I first provide a short introduction to emotional labor, which sociologist Arlie Hochschild theorized as “requir[ing] one to induce or suppress feeling in order to sustain the outward countenance that produces the proper state of mind in others” (2012 [1983], 7; see also Hardt 1999 on affective labor). Scholars have found emotional labor a useful lens for highlighting women’s involvement in care work (e.g., Ehrenreich and Hochschild 2003, Rodríguez 2007), international matchmaking (Meszaros 2017), and most relevant for this paper, sex work.
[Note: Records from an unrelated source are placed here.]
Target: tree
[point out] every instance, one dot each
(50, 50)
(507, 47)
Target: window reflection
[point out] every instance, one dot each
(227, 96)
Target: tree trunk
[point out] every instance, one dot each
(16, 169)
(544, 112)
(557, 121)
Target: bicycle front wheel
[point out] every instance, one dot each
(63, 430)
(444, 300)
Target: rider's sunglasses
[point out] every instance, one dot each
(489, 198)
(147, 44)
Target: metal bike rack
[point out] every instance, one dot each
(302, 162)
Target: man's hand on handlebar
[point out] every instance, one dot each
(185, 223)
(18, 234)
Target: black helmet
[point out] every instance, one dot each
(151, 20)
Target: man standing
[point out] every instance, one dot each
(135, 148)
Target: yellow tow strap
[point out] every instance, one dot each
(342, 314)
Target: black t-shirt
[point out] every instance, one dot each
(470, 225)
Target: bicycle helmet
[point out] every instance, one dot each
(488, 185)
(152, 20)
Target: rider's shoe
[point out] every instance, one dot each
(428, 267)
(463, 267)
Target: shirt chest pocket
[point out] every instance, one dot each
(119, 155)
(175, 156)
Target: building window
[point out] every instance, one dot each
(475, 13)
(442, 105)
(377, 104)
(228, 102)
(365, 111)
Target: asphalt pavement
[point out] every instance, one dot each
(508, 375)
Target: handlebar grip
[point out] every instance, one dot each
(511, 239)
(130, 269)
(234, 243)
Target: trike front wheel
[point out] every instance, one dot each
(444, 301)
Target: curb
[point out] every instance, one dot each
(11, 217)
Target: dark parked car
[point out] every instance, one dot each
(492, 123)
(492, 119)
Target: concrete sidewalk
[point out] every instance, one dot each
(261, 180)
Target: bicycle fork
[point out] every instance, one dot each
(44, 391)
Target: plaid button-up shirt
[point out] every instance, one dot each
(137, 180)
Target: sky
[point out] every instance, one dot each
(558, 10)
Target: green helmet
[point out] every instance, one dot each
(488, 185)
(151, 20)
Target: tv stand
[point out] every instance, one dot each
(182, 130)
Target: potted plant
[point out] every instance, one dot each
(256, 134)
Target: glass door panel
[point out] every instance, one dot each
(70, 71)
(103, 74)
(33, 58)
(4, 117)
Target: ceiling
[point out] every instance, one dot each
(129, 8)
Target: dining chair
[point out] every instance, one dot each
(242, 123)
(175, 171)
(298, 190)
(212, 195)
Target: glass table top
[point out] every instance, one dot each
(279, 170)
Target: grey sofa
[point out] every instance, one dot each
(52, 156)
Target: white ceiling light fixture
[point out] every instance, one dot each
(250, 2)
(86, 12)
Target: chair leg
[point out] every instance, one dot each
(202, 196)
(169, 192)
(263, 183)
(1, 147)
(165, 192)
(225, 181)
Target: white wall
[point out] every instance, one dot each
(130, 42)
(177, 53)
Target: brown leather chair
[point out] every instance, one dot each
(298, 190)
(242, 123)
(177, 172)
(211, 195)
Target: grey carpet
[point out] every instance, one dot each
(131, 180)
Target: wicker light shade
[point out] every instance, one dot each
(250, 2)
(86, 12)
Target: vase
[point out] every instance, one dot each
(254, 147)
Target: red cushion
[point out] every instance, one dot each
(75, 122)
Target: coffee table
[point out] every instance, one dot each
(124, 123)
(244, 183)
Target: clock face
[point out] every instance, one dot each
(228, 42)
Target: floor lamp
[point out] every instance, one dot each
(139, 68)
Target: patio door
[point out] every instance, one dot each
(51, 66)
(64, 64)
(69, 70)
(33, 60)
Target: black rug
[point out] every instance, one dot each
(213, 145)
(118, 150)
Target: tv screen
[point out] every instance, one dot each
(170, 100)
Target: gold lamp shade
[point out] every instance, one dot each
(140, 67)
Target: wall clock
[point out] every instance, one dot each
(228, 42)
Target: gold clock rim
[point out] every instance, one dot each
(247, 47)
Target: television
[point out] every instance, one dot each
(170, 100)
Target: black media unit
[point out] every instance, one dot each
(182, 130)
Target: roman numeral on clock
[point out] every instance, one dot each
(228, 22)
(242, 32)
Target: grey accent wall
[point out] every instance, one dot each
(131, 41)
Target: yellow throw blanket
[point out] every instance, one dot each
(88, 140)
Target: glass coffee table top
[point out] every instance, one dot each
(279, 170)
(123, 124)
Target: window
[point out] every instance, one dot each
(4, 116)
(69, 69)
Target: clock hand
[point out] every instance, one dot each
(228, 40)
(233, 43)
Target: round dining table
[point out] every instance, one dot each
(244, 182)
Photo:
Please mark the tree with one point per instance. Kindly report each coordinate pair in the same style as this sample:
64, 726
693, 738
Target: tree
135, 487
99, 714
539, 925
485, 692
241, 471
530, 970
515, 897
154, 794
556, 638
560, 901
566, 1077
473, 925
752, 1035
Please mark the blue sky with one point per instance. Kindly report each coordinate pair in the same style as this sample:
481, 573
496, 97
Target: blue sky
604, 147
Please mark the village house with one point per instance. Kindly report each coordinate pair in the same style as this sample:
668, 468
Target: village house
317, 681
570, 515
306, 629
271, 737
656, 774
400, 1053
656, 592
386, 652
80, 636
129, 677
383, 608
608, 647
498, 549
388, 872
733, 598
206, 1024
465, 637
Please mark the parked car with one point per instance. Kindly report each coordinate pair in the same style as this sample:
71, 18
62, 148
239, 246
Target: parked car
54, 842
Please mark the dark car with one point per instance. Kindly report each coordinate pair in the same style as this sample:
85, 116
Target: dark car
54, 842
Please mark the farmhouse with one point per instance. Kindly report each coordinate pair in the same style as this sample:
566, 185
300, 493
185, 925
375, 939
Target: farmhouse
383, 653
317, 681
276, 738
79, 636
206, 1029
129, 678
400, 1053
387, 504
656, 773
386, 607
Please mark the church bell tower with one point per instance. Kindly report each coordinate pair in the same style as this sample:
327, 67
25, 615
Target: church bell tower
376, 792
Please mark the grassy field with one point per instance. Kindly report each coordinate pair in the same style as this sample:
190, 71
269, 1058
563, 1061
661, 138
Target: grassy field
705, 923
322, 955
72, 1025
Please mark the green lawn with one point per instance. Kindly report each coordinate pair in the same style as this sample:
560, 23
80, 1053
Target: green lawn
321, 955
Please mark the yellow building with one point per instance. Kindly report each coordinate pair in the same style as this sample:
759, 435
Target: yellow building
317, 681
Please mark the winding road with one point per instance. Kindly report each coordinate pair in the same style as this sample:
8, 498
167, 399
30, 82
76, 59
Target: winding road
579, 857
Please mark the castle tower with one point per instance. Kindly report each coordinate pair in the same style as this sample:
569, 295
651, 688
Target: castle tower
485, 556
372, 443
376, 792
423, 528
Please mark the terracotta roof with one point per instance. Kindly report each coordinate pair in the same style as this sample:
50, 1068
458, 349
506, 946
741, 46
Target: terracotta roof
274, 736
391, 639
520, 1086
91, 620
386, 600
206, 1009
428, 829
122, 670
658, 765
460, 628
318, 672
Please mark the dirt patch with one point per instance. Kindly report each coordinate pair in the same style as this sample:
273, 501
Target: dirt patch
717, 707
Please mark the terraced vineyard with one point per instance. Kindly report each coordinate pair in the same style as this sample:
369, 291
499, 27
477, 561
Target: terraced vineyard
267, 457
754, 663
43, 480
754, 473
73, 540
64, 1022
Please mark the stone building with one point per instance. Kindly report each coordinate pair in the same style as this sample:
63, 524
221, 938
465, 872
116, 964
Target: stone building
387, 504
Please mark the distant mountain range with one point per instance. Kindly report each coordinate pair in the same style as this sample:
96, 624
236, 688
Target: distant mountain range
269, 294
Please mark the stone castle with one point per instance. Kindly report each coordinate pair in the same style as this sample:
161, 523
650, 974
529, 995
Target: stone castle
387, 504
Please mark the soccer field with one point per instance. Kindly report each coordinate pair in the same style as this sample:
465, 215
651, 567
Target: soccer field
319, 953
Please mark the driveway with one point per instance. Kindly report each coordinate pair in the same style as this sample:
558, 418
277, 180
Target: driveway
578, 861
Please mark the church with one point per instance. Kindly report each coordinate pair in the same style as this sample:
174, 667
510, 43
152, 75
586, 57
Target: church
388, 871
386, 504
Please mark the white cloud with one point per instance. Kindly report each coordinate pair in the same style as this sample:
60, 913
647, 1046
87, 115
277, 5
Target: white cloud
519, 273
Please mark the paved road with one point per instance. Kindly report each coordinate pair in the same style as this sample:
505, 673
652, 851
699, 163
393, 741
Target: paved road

Hoang (2010, 2013) illuminates emotional labor as a strategy among a spectrum of sex workers in modern Vietnam, from low-end workers who restrain their own negative feelings about clients to higher-end workers who evoke feelings of love in order to maintain a high standard of living or emigrate out of Vietnam.

I then turn to evidence for emotional labor among Greco-Roman sex workers. Pompeii’s purpose-built brothel (VII.12.18–19) provides epigraphic evidence of greetings among prostitutes and clients and praise of clients’ sexual prowess (CIL 4.2173–2296, 3101a; Levin-Richardson 2011, 2019, 62–63). The material finds (namely, glass cups and a bottle) might suggest that similar conversations, aimed at fostering relationships and boosting egos, took place over alcohol (Levin-Richardson 2019, 36). Literary representations of sex workers across a range of genres (especially Greek and Roman comedy, but also oratory and historiography) parallel and add to the types of affective labor seen in the graffiti of the purpose-built brothel (e.g., Xen. Mem. 3.11.10, Plaut. Men. 357–359, Ter. Eun. 193–196, Sen. Controv. 2.4.1, Plut. Vit. Pomp. 2.3, Luc. Dial. Meret. 13:317). If depictions of sex workers performing emotional labor were common enough to become a literary trope in some genres, they also suggest possible ways in which emotional labor could have value, namely, in attracting and retaining clients, and from there, lifting sex workers out of poverty or improving their standard of living (e.g., Luc. Dial. Meret. 6:292–4, 8: 300; cf. Plaut. Men. 193, Ath. 13.558d–e).

Ultimately, acknowledging the existence and value of affective labor contributes to a more nuanced understanding of the ancient economy, one in which women—even those working at the margins of society—have fuller roles than previously acknowledged.